The Roman Aqueduct at Moira is an ancient site on the island that is well worth seeking out. An impressive archaeological sight but also a feat to ancient engineering. The aqueduct was built to supply water as far as 26 kilometres away to Mytilini.
There is a castle both at Molyvos and Mytilini. Both afford amazing views over the island and beautiful waters that surround it. These castles date back to Romans, Byzantines, Venetians and Turks.
There are many beaches on the island of Lesvos. The best and most well known on all the island is Skala Eressos – Skala Eressos has one of the most dramatic landscapes for all beaches in all of Greece and you will find a good choice of cafes and restaurants lining the waterfront. You will also find hot springs at the beaches around Eftalou.
Before you leave Lesvos you must visit the natural monument of Petrified Forest. Dating back over 20 million years ago it is the islands oldest antiquity. It is a true wonder of the world and should not be missed. You will find petrified wood and trees that cover a large area that has been preserved from the volcanic ash from nearby Mount Ordymnos.
Lesvos dates back all throughout ancient history and modern history times. It gets its name from Lesbos – the son of the King of Thessaly. Greek mythology states that Lesbos sailed to the island to marry Mithymna, daughter of the local King Macares. From here on in the island was known as his name to honour the man. Dating back as far as 456 B.C, where the Persians seized the Lesvos and took it under their control. It remained under their rule until the Peloponnesian War when the island revolted against the Athenians and they managed to conquer the island. In 405 Lesvos succumbed to the Spartans where there was a continual exchange of power them and the local Athenians. In 375 Lesvos participated in the second Athenian league where after the battle of Granikos, the Mytilenians allied themselves with Alexander the Great. After Alexander the Great died around the end of the third century BC, Lesvos then came under the Ptolemies of Egypt before Romans arrived in 88 B.C.

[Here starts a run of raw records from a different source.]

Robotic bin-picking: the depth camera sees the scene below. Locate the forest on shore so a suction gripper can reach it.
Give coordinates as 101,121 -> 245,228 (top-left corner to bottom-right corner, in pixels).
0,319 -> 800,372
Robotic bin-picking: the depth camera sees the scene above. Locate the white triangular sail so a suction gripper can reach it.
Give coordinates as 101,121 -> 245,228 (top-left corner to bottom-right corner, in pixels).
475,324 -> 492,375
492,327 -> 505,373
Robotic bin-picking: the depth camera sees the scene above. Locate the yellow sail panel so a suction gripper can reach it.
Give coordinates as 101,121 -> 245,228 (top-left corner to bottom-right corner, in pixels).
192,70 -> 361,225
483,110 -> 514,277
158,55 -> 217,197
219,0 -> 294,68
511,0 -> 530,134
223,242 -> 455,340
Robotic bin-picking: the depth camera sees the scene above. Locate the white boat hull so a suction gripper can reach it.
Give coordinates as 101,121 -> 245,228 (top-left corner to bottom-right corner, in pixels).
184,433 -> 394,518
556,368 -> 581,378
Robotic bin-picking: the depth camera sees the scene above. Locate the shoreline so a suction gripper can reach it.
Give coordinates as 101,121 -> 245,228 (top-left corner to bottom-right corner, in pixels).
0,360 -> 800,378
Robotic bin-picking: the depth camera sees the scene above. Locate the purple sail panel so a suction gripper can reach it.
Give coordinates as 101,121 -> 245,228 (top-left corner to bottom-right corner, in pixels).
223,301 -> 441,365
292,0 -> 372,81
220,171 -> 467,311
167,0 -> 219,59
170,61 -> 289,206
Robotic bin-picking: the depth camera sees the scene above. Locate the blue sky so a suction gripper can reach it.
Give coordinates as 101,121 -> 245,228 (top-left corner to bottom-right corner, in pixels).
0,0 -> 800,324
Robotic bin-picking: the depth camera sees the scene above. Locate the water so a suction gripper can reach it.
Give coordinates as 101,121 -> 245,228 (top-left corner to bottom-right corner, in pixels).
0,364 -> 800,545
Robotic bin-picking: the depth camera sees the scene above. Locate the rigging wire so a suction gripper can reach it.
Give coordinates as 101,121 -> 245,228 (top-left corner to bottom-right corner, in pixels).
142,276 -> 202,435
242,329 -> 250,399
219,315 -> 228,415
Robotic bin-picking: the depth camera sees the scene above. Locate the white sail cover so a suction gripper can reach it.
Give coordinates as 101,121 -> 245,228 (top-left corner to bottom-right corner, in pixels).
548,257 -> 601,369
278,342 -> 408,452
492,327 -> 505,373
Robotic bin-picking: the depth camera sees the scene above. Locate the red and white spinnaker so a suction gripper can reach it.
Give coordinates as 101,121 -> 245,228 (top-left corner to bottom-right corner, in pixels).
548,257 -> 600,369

The Romans dominated the island throughout their rule. It is said that the Apostle Paul even visited in 52 AD. The island was used as a place of exile for Roman eminent figures that had fallen into disfavour. As the Roman Empire was crumbling Lesvos became part of the East of the Roman divide and Lesvos became a Byzantine state. It was under their rule that the island lost its beauty and power. There were repeated attacks by the Slavs, Saracens, Russians, Venetians and the Crusaders.

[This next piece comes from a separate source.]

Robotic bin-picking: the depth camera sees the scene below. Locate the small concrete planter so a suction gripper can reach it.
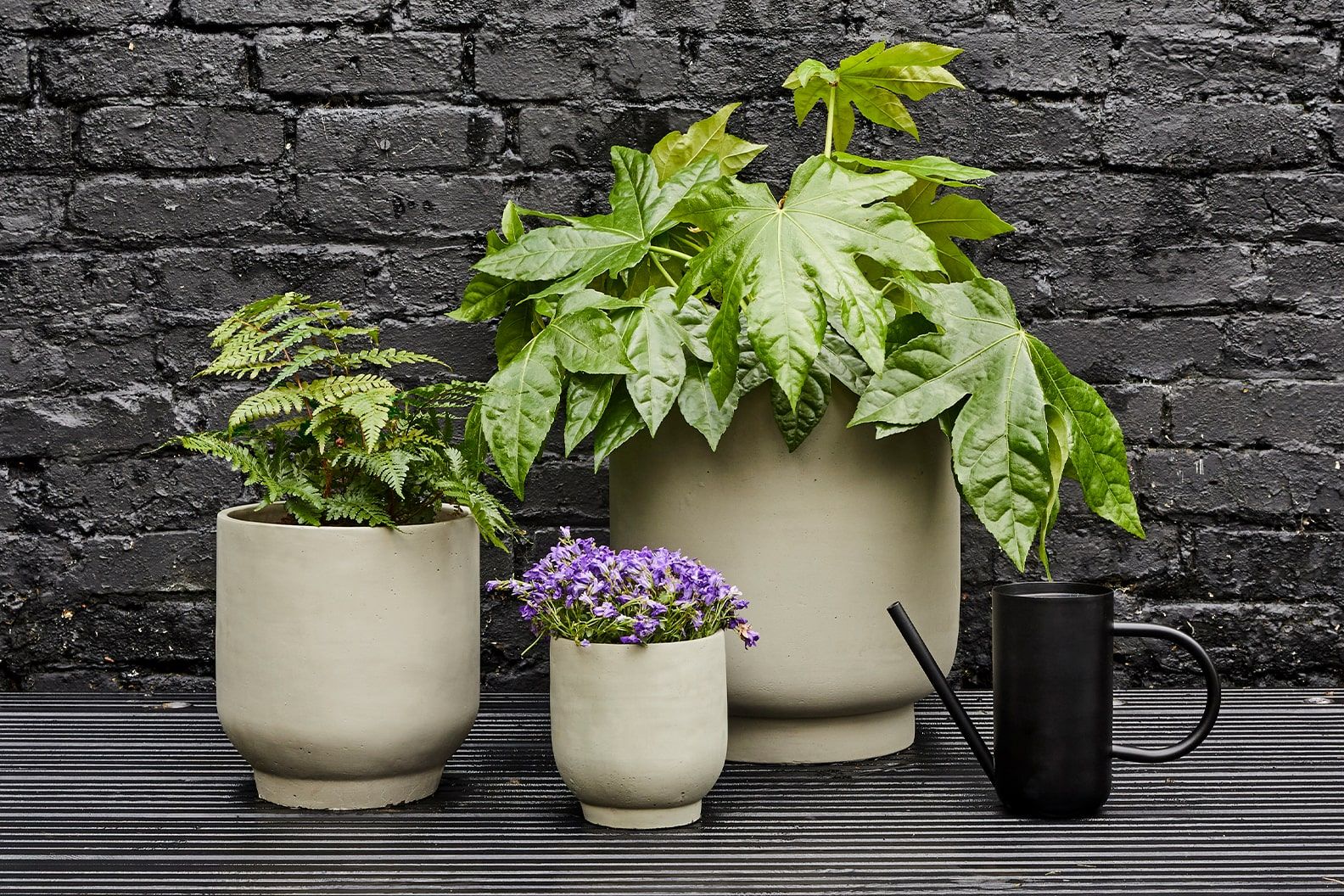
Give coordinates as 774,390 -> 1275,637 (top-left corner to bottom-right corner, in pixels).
215,505 -> 479,809
551,633 -> 729,829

By 1354 Lesvos was given to a Genoese noble, Francesco Gattelusi. He showed an interest in the well-being of the island and its people. He started to rebuild the island to contribute to some of its glory. He renovated the fortress of Mytilini wherein 1401 it was sadly destroyed by an earthquake that saw Francesco II killed when his own palace collapsed on him. 1445 saw the island attacked by the Bulgarian Baldaoglou and then in 1459 Domenicos Gattelusi was assassinated by his brother Nicolo, who then became the ruler of the island.
By now the Turkish Empire was taking over the world and in 1462 Lesvos was taken over by Sultan Muhhamet II, the Conqueror. Majority of the population was exterminated or sent to Constantinople – now Istanbul. The Turkish rule did nothing for the island and saw the island fall into disarray. However, many monasteries and churches were kept and they became secret schools prepared to spark the faith and the hope for a national renaissance and liberation. There were many attacks on the island whilst under Turkish rule. In 1771 the Russians attacked the harbour of Mytilini and in 1817 members of the Philikoi Etaireia appeared on the island and in 1821 the Turkish Frigate Moving Mountain was shelled, sinking it in the bay of Erressos. The Turks retaliated by killing all the Christians which in history became known as The Great Assault. In 1867 there was a large earthquake that left the island with thousands of dead and buildings in ruins. In 1905 Mytilini was then under international occupation.